A new bill that would reward commuters to take public transport rather than their own private car has been proposed to the Brussels Parliament by MP Christoph De Beukelaer.
The proposal, ‘Bonus Go Brussels’, initiated already back in 2019, would give motorists who use a car-sharing system, a bicycle, or public transport instead of their own car during the rush hours in Brussels, a reward of three euros per journey.
Anyone who agrees to participate would have to register on a website dedicated to the operation, fill in a declaration of honour, or submit a certificate from their employer, New Mobility reports.
To check that commuters don’t abuse of the system, more than 150 ANPR cameras scattered throughout the Region would be used.

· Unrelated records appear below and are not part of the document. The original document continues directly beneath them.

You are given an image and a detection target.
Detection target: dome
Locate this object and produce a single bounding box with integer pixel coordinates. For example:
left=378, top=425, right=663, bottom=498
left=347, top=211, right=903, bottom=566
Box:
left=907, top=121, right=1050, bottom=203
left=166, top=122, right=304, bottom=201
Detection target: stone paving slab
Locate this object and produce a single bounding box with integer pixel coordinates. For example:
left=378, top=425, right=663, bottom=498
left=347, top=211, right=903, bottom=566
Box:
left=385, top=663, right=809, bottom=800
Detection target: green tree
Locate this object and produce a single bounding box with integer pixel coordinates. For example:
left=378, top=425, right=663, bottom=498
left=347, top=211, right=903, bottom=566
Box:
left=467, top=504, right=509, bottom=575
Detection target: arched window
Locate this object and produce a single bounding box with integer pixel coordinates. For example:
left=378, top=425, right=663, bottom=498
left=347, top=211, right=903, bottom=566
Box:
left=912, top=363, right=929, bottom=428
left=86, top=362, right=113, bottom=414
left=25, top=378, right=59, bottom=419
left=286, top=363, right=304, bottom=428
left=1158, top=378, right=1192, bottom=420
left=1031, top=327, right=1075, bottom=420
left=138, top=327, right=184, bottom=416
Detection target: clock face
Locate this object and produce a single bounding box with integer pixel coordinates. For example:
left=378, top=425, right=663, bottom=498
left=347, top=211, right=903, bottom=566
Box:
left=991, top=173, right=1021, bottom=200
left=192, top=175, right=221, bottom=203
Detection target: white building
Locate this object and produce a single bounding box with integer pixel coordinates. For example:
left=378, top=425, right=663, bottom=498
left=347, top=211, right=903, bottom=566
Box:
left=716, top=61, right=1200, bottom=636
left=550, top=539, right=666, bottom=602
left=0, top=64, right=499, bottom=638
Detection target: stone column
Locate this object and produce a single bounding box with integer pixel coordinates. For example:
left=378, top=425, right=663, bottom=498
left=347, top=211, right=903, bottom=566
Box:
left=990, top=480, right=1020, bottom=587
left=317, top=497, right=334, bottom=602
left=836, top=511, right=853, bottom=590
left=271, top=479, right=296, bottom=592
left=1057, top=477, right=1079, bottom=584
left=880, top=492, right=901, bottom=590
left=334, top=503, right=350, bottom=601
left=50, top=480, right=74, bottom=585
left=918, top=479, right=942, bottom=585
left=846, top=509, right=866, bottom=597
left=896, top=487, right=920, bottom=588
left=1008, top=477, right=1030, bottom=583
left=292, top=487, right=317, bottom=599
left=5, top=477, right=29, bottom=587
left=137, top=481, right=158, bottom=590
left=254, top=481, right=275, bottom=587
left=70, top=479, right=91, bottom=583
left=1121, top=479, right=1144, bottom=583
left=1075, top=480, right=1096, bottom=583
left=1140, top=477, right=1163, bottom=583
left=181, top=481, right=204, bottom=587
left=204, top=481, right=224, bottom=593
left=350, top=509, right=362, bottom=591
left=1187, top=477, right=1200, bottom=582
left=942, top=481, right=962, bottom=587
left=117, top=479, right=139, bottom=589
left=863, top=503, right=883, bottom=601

“With those images, we can find out who is in the traffic jam,” De Beukelaer told Bruzz. “That also allows us to contact people and ask them if they want to sign up for the ‘Bonus Go’ project.”
De Beukelaer’s reasoning? A positive incentive would have a more significant impact than a dry tax levy on mobility, with the MP referring to various examples abroad such as Rotterdam, Singapore, or Lahti in Finland, demonstrating the effectiveness of the approach.
According to De Beukelaer’s calculations, 15,000 cars, or 5% of all cars, would disappear from Brussels streets in two years. The budget to finance the reward system would amount to 18 million euros a year, Bruzz reports.
“On an annual budget of 500 million euros for mobility, that is peanuts,” De Beukelaer said. “And if the idea is a misfire with commuters, it won’t cost anything either. So there is little to lose.”
On Thursday La Libre Belgique published an open letter signed by several entrepreneurs from Brussels mobility ‘start-up scene’, calling for the proposal to be taken seriously.
The signatories call on the Brussels Parliament to not get bogged down on ‘sterile’ considerations on “commuters coming from Flanders or Wallonia” or if it would be unfair “that those who already cycle to work would not benefit from the premium.”
“For decades, these traffic jams have been poisoning everyone’s life. If this scheme has any chance of achieving results, that’s the main thing,” the initiators pleaded, arguing that Brussels mobility policy is based too much on infrastructure investments. “Policies that influence behaviour are immensely cheaper, more agile, and can achieve good results, they added.”